Set a clear agenda with three parts: Purpose (why we are here), Plan (what we'll cover), and Outcome (where this could go). This resets the prospect's expectation from "show me a demo" to a collaborative discovery and pre-frames potential next steps, putting you in control.
To stand out in the first 90 seconds, embed a small, personalized joke or reference (an "Easter egg") into your agenda slide based on research about the prospect. It non-verbally demonstrates credibility and changes the entire temperature of the call before discovery even begins.
Don't memorize canned discovery questions, which makes you sound robotic. Instead, internalize the relationship between a prospect's Situation, the operational Problems it creates, and the business Impact of those problems. This "tree" lets you navigate the conversation naturally and effectively.
A manager's operational problem (e.g., "spreadsheets take too long") isn't enough to get budget from a CFO. You must connect that pain to a high-level business impact the executive cares about, such as employee attrition or public relations risk caused by those operational failures.
To bridge from an operational problem to a significant business issue, ask the prospect to tell a story. The question, "When was the moment you realized this was a problem you needed to tackle?" prompts them to share a specific, high-stakes incident that justifies urgent action.
Instead of leading impact questions like "How much money are you losing?", gently push the prospect away to see if they pull you back. Asking "Is this a top priority or more of a one-off?" prompts an honest assessment and avoids making them feel like you're setting a sales trap.

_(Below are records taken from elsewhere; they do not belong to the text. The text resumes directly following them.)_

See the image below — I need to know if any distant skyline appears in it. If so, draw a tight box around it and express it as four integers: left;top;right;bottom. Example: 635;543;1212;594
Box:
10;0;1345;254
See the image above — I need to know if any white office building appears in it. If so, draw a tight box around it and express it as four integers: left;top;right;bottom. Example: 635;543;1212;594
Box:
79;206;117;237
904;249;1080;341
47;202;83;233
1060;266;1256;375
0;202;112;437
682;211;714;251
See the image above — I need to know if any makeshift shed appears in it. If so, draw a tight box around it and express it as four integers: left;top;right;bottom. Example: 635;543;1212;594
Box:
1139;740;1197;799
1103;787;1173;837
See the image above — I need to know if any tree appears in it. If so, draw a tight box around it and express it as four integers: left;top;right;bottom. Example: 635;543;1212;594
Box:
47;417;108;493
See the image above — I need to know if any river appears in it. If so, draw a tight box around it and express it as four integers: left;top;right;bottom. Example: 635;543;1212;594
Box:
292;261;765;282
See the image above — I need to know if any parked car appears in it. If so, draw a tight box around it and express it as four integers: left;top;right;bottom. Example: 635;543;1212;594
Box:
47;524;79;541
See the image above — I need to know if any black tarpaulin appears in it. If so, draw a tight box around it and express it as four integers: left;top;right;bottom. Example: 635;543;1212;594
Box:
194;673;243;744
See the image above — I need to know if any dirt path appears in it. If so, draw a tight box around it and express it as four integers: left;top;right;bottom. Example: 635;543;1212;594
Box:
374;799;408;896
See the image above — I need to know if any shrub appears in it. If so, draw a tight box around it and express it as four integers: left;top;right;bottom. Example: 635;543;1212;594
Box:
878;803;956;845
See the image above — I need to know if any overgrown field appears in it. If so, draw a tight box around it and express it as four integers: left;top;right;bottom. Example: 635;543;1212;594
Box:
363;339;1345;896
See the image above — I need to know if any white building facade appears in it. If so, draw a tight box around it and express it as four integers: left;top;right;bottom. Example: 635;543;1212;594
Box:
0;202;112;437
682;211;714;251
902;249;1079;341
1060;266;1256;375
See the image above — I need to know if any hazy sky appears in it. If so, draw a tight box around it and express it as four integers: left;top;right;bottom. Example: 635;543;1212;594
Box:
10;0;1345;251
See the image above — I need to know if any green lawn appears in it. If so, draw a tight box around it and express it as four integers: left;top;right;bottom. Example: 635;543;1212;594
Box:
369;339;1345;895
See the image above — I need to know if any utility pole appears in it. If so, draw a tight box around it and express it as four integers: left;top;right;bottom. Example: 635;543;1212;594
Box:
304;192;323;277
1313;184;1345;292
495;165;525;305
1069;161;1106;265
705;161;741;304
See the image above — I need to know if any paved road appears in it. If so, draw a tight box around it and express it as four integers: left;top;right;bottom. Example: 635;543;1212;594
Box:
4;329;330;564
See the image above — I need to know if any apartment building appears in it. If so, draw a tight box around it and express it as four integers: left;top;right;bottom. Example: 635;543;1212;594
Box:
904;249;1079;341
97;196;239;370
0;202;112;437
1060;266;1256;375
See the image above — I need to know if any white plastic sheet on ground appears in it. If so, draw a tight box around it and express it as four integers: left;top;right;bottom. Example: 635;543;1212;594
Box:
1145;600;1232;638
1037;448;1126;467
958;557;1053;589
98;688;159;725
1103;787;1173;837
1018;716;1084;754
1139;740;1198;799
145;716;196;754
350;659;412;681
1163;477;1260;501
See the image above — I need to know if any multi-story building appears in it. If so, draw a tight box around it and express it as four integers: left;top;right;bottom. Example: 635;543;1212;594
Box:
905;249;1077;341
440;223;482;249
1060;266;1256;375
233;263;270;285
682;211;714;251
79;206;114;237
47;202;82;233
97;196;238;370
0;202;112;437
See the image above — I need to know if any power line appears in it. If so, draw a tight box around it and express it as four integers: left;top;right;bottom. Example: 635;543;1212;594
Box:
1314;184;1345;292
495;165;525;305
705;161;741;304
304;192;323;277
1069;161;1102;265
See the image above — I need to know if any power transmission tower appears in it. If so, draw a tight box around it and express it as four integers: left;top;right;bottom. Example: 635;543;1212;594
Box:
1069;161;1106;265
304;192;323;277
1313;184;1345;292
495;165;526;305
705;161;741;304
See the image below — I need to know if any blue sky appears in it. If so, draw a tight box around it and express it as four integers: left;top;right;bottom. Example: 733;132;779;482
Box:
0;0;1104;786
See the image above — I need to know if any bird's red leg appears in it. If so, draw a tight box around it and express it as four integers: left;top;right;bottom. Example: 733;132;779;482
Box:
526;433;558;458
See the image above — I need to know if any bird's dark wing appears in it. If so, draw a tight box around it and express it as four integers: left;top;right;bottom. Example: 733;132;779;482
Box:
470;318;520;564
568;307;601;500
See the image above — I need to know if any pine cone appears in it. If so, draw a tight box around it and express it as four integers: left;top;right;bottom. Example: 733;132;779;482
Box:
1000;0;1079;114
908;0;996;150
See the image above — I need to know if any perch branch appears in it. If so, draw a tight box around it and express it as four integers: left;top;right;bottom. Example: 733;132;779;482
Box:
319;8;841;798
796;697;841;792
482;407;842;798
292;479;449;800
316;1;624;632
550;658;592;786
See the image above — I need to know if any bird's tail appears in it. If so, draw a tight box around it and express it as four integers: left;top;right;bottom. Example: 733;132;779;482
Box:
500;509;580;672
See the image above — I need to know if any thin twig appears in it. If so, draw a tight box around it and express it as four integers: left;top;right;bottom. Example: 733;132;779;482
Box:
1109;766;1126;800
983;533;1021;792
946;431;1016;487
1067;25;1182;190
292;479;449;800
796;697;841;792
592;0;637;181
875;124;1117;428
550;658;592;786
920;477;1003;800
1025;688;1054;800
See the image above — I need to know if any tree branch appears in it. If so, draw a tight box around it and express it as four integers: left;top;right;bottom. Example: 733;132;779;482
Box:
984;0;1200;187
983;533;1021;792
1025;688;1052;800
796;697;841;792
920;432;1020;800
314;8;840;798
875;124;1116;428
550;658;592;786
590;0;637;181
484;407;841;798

When an executive states a high-level goal (e.g., "improve cash flow"), don't assume you know the root cause. Work backward by asking which operational issues are contributing. This qualifies whether their problem is one your solution can address, preventing wasted cycles on deals you can't win.
A discovery call must make the buyer believe you can solve their problem. Instead of a full demo, give a short "Harbor Tour." Explicitly connect their stated problems to specific product capabilities, proving you listened and have a relevant solution, thereby earning the next meeting.
In the last five minutes, ask three key questions: 1. Do they want to buy? (validates priority), 2. When do they want to buy? (validates timeline), and 3. How do they buy? (where you prescribe the buying process). This framework ensures you only pursue qualified, actionable opportunities.
Don't improvise multi-threading. Beforehand, map out the common organizational archetypes you sell to and the ideal sequence of stakeholders to engage—the "golden path." This allows you to confidently prescribe the next steps in the buying process for each specific deal structure.